L'empoisonneuse eut un petit rire, pas un rire moqueur non, un éclat de voix chaleureux et tendre qu'elle ne se connaissait pas pourtant c'était sorti si naturellement. Elle se tourna vers elle en souriant et remit une de ses mèches d'argent derrière son oreille.

" - Je ne suis pas une petite chose fragile tu sais. J'ai survécus seule toute ma vie et je m'en suis toujours sortie. Si je suis morte c'est uniquement parce que je l'ai choisie, il n'est rien que tu puisses me faire que je ne saurais supporter. Elle parlait d'une voix calme mais ferme, sure de chacun de ses mots. Tu devrais dormir un peu, la journée a été éprouvante."

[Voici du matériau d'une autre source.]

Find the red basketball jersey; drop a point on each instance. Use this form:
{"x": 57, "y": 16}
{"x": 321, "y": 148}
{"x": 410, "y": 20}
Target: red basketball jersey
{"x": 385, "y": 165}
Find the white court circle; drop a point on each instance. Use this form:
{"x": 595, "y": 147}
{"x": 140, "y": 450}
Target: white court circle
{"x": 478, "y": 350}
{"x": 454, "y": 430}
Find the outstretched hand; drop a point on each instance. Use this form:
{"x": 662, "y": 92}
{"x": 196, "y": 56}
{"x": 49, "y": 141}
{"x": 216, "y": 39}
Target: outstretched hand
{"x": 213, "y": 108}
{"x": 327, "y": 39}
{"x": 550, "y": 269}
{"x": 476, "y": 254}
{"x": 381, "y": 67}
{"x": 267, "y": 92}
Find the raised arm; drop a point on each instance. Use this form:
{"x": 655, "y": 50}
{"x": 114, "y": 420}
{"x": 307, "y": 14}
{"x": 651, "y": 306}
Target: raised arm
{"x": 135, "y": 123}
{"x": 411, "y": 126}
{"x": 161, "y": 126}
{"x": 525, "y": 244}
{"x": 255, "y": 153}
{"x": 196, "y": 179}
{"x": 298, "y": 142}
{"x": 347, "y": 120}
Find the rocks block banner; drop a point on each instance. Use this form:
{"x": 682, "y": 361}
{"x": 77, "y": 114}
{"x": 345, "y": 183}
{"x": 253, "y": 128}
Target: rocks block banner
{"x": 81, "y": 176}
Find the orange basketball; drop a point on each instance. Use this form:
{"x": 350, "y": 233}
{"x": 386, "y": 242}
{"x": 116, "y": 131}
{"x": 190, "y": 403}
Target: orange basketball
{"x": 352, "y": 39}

Elle regarda sa compagne boire une dernière gorgée et prendre sa tasse pour la poser à coté de la théière sur le sol, elle remarqua malgré la pénombre que ses joues avaient rosies. La repentie la prit dans ses bras et se serrant contre elle, les firent tomber toutes les deux sur le lit sur lequel elles étaient assises. Arsen poussa un petit couinement de surprise en se raidissant, elle ne l'avait pas vu venir celle là. C'était tout nouveau pour elle, elle avait eu avec Yoko plus de contact physique qu'elle n'en avait eut de toute sa vie mortelle et c'était quelque chose de très perturbant pour l'albinos pourtant elle se laissa faire sans broncher. Elle regarda du coin de l’œil son amie se rouler en boule contre elle et poser sa tête sur sa poitrine en attrapant de sa petite main sa chemise blanche. L'élève resta un instant tétanisée, son cœur battait fort, ses joues étaient devenues aussi rouges que ses grands yeux qui fixaient à présent le plafond. Il fallait à tout prit qu'elle se calme car sa compagne pouvait sans aucun doute possible entendre les battements de son cœur et le soulèvement irrégulier de sa poitrine allait l'empêcher de dormir or elle voulait justement qu'elle puisse se reposer. Elle inspira profondément et expira très lentement pour bien sentir l'air emplir et se déverser de ses poumons et elle répéta l'opération jusqu'à ce que son souffle devienne lent et bien régulier.

Un silence reposant avait envahi la chambre uniquement troublé par leur deux respirations mêlées l'une à l'autre quand les mots que Yoko prononça avant de sombrer dans le sommeil le brisèrent. "Je t'aime" quels mots étranges dans l'oreille d'Arsen. Elle avait bien comprit que ce n'était pas aimer au sens où on aime le thé, non, c'était quelque chose de bien plus important, ce n'était pas des mots en l'air mais paroles lourdes de sens. C'était une promesse entre deux amoureux, le serment d'un amour sincère. "Amour", encore un mot étrange pour la demoiselle aux yeux vermeils, mais moins lointain celui ci En effet elle l'avait lu il y avait à peine trois jours dans son précieux livre, c'était le nom de son nouveau mal. Tous les symptômes concordaient, "confusion, trouble du langage en présence de la personne aimée, rougeur au niveau du visage, papillon dans le ventre, tachycardie, manque" tous... Et il y avait la petite note qu'elle avait ajouté après sa rencontre avec Anaelia, l'amour faisait souffrir. Elle aussi allait-elle avoir mal? Et Yoko? Elle avait visiblement le même mal qu'elle au vu des mots qu'elle venait de prononcer et Arsen ne voulait surtout pas qu'elle soit éprouvée. Elle ferait tout pour qu'elle ne souffre plus, plus jamais..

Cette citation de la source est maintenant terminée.